Back in San Diego, Anna and her long-time mate, Everett, were a compatible breeding pair, but despite their efforts she never became pregnant. We were asked to examine the pair to try to diagnose the problem and offer a possible solution. The first, and least invasive step, was to analyze Anna’s estrous cycles. Keepers collected fecal samples, froze them, and sent them to our Endocrine Laboratory, where Alan Fetter charted her cycles by measuring her fecal estrogen and progesterone levels.

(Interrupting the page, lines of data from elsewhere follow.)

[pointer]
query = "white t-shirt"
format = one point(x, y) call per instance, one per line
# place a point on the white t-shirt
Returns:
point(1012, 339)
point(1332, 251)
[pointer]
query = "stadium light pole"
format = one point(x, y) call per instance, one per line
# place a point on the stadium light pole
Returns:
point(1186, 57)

We could see that she was breeding at the appropriate time in her cycle, and she was ovulating normally. When her progesterone remained elevated after each of two breeding cycles, we were hopeful that she was pregnant. But each time her progesterone plummeted back to baseline within two months, indicating that she had experienced a pseudopregnancy (also known as a false pregnancy). This condition is not uncommon among mammals, especially in carnivores. In most cases, pseudopregnancies last half to two-thirds of the length of a normal pregnancy, which is what we observed with Anna. A pseudopregnancy occurs when a female ovulates but does not conceive. For a few weeks her body produces hormones to support a pregnancy even though there is no embryo present. Eventually, with no communication from an embryo, the female’s body returns to normal, and she cycles again.

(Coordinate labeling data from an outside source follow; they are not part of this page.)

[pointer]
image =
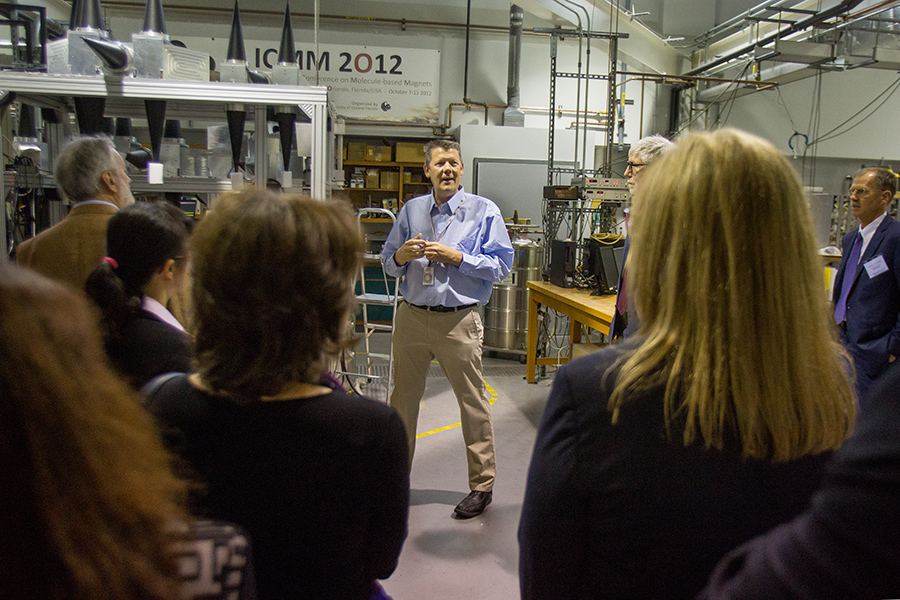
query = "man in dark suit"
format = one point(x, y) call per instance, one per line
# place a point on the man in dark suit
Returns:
point(867, 286)
point(645, 151)
point(91, 175)
point(846, 546)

After two documented pseudopregnancies, it was time to take the next step by examining Everett’s sperm. Three semen collection procedures from 2008 to 2011 yielded samples completely devoid of sperm! During the last collection, the veterinary staff collected tissue biopsies from each of Everett’s testicles and sent them to our Wildlife Disease Laboratories pathology group. After careful assessment of the tissue, the disappointing report and photos clearly indicated that Everett was not manufacturing sperm. The reason for his inability to produce gametes was unknown, but his infertility was now an indisputable fact.
Curators at both zoos arranged an exchange between San Diego and Santa Barbara, and Beau moved south to our Zoo. As Todd described, Beau and Anna took a little time to get to know each other but then began to breed. We were excited to assay Anna’s samples to see if the new pair would be successful. Following breeding in January of this year, Anna’s progesterone rose significantly, indicating that she had ovulated. Our hopes for a pregnancy, though, were again dashed when two months later her progesterone dropped back down to baseline.
But there was a very encouraging difference in this pseudopregnancy. This time Anna’s estrogen levels were twice as high as in previous pseudopregnancies and remained high for nearly one month in contrast to the rapid decline seen before. We are hopeful that very soon Anna will experience a normal pregnancy and have the opportunity to raise a litter of cubs. We’ll be watching from the lab.